The holiday shopping season is nearly here and it’s time for savvy marketers to start planning their campaign spend. IAS sees over 500 billion individual data points per day, giving us a unique vantage point on the holiday advertising rush. In our recent webinar, “Tricks of the trade: holiday edition” we shared some of those insights and received a number of excellent questions about how to improve campaign performance in time to grab those holiday shopper dollars. In this blog post, we’ll answer all of your questions in a little more detail.
How can IAS help me to manage transactions through a PMP?
We’ve added dedicated reporting support from private marketplaces to increase visibility and transparency into PMP transactions. A deal ID macro can be passed to us through the major DSPs that we partner with in order to provide brand safety, viewability, and fraud reporting on PMP inventory. We want to make sure that you’re getting the most value for your dollar on those higher priced placements.
Why didn’t you use global numbers in the webinar and do you have this data for any other regions?
We regionalized this webinar for the US because holiday schedules and opportunities vary country by country. For instance, Boxing Day is far more significant in the UK than in the US. If you’re interested in receiving the UK version of this report you can email email@example.com.
Can you explain the difference between the numbers presented here and the numbers in the H1 2018 Media Quality Report?
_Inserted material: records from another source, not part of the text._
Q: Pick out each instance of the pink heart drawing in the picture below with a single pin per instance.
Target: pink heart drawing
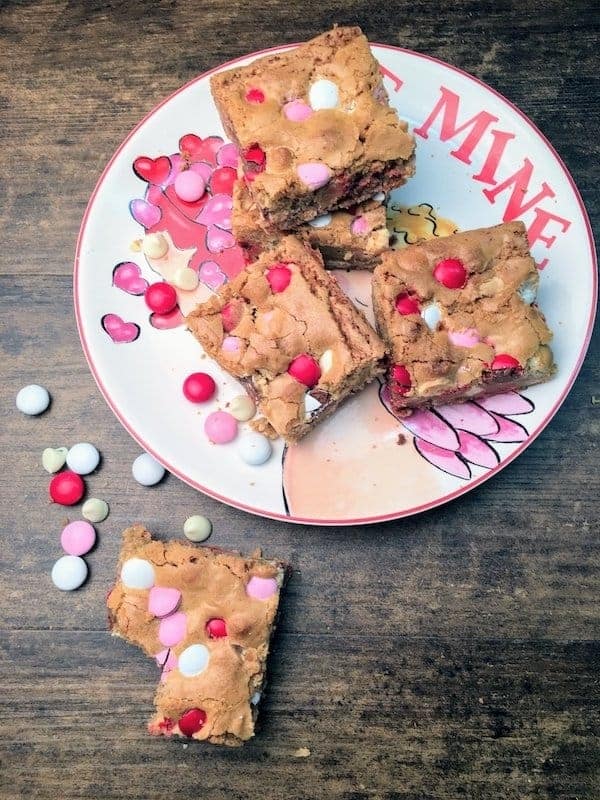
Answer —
(145, 213)
(211, 275)
(128, 277)
(218, 240)
(119, 331)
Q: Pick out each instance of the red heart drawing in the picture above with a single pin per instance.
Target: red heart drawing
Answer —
(153, 170)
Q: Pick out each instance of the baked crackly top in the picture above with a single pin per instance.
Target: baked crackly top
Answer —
(454, 308)
(241, 592)
(284, 306)
(361, 128)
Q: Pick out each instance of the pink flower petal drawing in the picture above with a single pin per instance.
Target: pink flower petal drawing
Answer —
(469, 417)
(477, 451)
(446, 460)
(509, 404)
(509, 431)
(217, 212)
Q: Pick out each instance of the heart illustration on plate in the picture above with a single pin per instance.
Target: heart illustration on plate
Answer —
(152, 170)
(120, 332)
(128, 277)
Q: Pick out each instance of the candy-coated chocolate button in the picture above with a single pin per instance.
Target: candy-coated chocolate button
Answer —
(172, 629)
(193, 660)
(137, 573)
(261, 588)
(450, 273)
(323, 94)
(197, 528)
(33, 400)
(83, 458)
(66, 488)
(69, 572)
(216, 628)
(78, 538)
(305, 369)
(192, 721)
(163, 600)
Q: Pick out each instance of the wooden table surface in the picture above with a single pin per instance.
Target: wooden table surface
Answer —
(451, 655)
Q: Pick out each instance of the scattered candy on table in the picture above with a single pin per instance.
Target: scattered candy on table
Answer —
(95, 510)
(78, 538)
(69, 572)
(83, 458)
(220, 427)
(146, 470)
(199, 387)
(33, 400)
(66, 488)
(197, 528)
(254, 448)
(54, 458)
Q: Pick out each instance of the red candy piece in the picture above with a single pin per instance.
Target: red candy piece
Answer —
(405, 304)
(401, 379)
(191, 722)
(279, 277)
(199, 387)
(161, 297)
(222, 180)
(450, 273)
(305, 369)
(66, 488)
(216, 628)
(255, 96)
(504, 361)
(153, 170)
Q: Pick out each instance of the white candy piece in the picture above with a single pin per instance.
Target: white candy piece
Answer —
(431, 315)
(146, 470)
(323, 94)
(197, 528)
(33, 400)
(137, 573)
(193, 660)
(321, 222)
(53, 458)
(69, 572)
(83, 458)
(254, 448)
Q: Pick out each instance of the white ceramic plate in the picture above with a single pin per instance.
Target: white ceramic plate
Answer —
(480, 160)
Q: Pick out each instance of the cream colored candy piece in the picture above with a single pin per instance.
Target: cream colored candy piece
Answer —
(242, 408)
(155, 245)
(53, 458)
(197, 528)
(94, 510)
(185, 279)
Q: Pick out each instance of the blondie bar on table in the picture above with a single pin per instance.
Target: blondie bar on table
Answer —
(207, 617)
(348, 239)
(458, 315)
(289, 333)
(314, 128)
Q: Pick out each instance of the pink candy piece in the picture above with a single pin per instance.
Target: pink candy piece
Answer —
(163, 600)
(261, 588)
(78, 538)
(314, 174)
(172, 629)
(220, 427)
(189, 186)
(297, 111)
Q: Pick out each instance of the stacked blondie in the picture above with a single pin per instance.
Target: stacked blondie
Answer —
(320, 147)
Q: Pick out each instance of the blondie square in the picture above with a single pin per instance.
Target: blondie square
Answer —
(314, 128)
(458, 315)
(289, 333)
(207, 617)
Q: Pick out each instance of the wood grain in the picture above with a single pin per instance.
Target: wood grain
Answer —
(451, 655)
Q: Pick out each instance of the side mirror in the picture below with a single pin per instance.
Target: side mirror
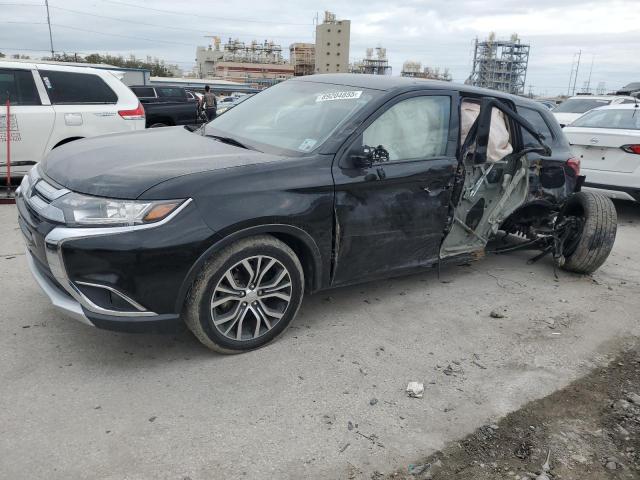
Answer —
(365, 156)
(362, 157)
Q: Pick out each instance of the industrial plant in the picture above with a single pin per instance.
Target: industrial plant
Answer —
(500, 64)
(332, 45)
(373, 65)
(257, 63)
(414, 69)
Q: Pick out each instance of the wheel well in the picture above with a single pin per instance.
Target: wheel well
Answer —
(309, 259)
(66, 140)
(304, 254)
(533, 214)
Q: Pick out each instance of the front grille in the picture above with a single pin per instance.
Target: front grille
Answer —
(38, 195)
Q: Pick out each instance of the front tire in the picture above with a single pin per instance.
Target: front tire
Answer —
(246, 295)
(592, 245)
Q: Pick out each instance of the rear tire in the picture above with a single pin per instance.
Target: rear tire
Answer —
(598, 233)
(257, 283)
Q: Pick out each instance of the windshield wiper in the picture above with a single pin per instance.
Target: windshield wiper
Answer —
(230, 141)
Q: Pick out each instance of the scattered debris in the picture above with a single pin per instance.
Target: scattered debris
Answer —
(478, 364)
(373, 438)
(634, 398)
(415, 389)
(450, 371)
(418, 469)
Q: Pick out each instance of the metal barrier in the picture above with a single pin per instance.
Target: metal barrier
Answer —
(9, 196)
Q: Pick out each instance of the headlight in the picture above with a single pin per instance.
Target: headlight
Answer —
(85, 210)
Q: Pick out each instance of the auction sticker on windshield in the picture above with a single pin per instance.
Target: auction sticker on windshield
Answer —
(325, 97)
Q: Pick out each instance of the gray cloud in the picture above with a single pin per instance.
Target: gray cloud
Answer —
(436, 33)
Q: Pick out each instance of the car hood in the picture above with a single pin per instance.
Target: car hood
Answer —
(126, 165)
(565, 118)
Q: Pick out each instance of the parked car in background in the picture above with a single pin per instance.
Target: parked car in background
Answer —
(55, 104)
(607, 141)
(229, 105)
(572, 108)
(224, 103)
(317, 182)
(167, 105)
(548, 103)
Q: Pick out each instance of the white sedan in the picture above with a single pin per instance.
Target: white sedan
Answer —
(573, 108)
(607, 141)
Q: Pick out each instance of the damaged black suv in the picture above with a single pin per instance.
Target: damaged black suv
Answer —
(316, 182)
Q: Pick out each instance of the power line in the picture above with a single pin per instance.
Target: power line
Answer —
(105, 52)
(136, 22)
(174, 12)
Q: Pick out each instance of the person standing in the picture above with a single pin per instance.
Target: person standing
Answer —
(209, 103)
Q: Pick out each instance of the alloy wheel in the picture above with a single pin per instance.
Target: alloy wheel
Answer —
(251, 298)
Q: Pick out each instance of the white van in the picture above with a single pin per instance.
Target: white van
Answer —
(51, 105)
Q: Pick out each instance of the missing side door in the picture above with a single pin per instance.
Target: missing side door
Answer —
(494, 178)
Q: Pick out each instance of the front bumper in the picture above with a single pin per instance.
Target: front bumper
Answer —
(60, 299)
(116, 278)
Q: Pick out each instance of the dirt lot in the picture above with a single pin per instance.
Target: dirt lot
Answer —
(328, 399)
(589, 430)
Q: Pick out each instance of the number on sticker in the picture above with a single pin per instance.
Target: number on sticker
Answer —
(325, 97)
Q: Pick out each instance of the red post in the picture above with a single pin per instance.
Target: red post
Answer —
(8, 145)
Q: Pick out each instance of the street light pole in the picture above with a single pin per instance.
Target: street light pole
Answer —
(46, 3)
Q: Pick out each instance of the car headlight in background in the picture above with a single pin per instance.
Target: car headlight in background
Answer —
(84, 210)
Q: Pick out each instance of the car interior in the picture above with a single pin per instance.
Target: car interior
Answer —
(496, 180)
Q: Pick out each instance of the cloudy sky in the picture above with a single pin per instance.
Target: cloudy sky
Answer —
(438, 33)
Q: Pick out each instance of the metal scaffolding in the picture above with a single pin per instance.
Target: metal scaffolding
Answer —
(378, 65)
(500, 65)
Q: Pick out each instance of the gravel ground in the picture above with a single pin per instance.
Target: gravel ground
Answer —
(589, 430)
(328, 399)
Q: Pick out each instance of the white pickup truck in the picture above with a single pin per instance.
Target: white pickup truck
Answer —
(52, 104)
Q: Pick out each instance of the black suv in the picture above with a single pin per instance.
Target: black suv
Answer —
(167, 105)
(316, 182)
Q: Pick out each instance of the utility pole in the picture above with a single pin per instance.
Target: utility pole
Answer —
(46, 3)
(590, 72)
(575, 79)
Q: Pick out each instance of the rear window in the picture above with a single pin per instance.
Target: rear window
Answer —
(536, 119)
(580, 105)
(18, 87)
(143, 92)
(626, 119)
(72, 87)
(171, 92)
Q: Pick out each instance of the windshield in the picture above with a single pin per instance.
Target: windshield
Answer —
(292, 117)
(580, 105)
(627, 119)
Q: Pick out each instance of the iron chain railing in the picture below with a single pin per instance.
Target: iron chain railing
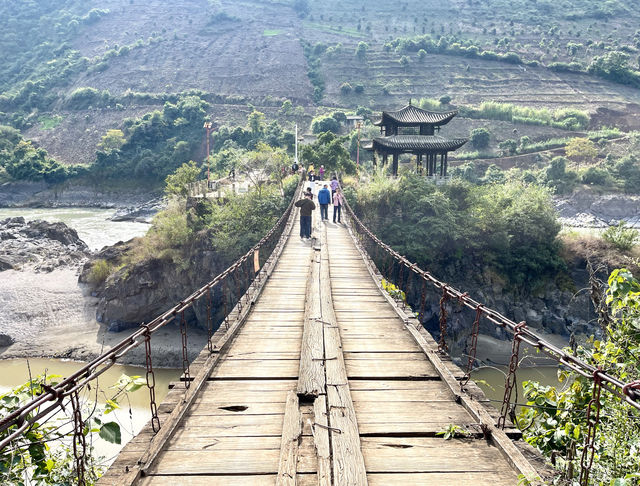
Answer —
(626, 392)
(251, 265)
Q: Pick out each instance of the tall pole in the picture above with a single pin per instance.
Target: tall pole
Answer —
(207, 127)
(295, 159)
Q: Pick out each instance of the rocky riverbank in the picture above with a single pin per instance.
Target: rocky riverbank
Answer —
(584, 209)
(76, 194)
(39, 246)
(47, 313)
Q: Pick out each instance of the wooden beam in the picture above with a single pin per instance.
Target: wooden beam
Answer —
(476, 409)
(222, 339)
(291, 435)
(311, 375)
(348, 461)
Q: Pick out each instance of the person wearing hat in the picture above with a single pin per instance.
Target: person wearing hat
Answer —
(324, 198)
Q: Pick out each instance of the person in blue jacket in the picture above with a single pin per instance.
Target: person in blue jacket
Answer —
(324, 198)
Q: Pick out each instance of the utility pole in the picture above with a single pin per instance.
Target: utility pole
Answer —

The MQR is a global report covering a full half year in attempt to provide a broader narrative about the state of digital advertising both worldwide and in local markets. The presented here is more specific, we focused on the US holiday season and isolated campaigns by some of our largest retail partners. As a result, these numbers reflect a more focused view of digital advertising performance for that industry sector during a critical time of year.
Do you recommend separating mobile campaigns from desktop campaigns, or is better to run them together?
Historically, buyers have separated mobile in-app from desktop campaigns because of the lack of measurability or targetting in in-app environments. However, as we and our partners roll out greater measurement and targeting capabilities, we recommend combining desktop and mobile to make sure that you have an apples-to-apples measurement and targeting data regardless of the environment you’re running in.
How are you measuring viewability on mobile in-app if most partners don’t have the open SDK integration?
Currently, the data we see is co-mingled. We receive both MRAID and OM SDK signals, though in recent months we’ve seen an increase in partners integrating the SDK. Additionally, while some partners haven’t implemented OM SDK, most of our our largest partners have also integrated IAS’s own proprietary SDK providing a wide range of signals through partners like Inmobi and MoPub.
How is IAS working with partners to increase viewability benchmarks and move the industry closer to 90%?
At IAS we’re proud to be a part of moving the digital ecosystem toward higher standards of viewability through transparency. While that transparency does come, in part, from our viewability solutions which have raised the bar by allowing marketers to prioritize high-viewability inventory, it also comes from collaboration. We continue to work with our partners in the ad tech space on integrations that create greater transparency around the unviewable inventory. In addition, we’ve partnered with organizations like the Interactive Advertising Bureau (IAB) on open source projects like the Open Measurement SDK which provides a single standard for measuring viewable media in mobile environments.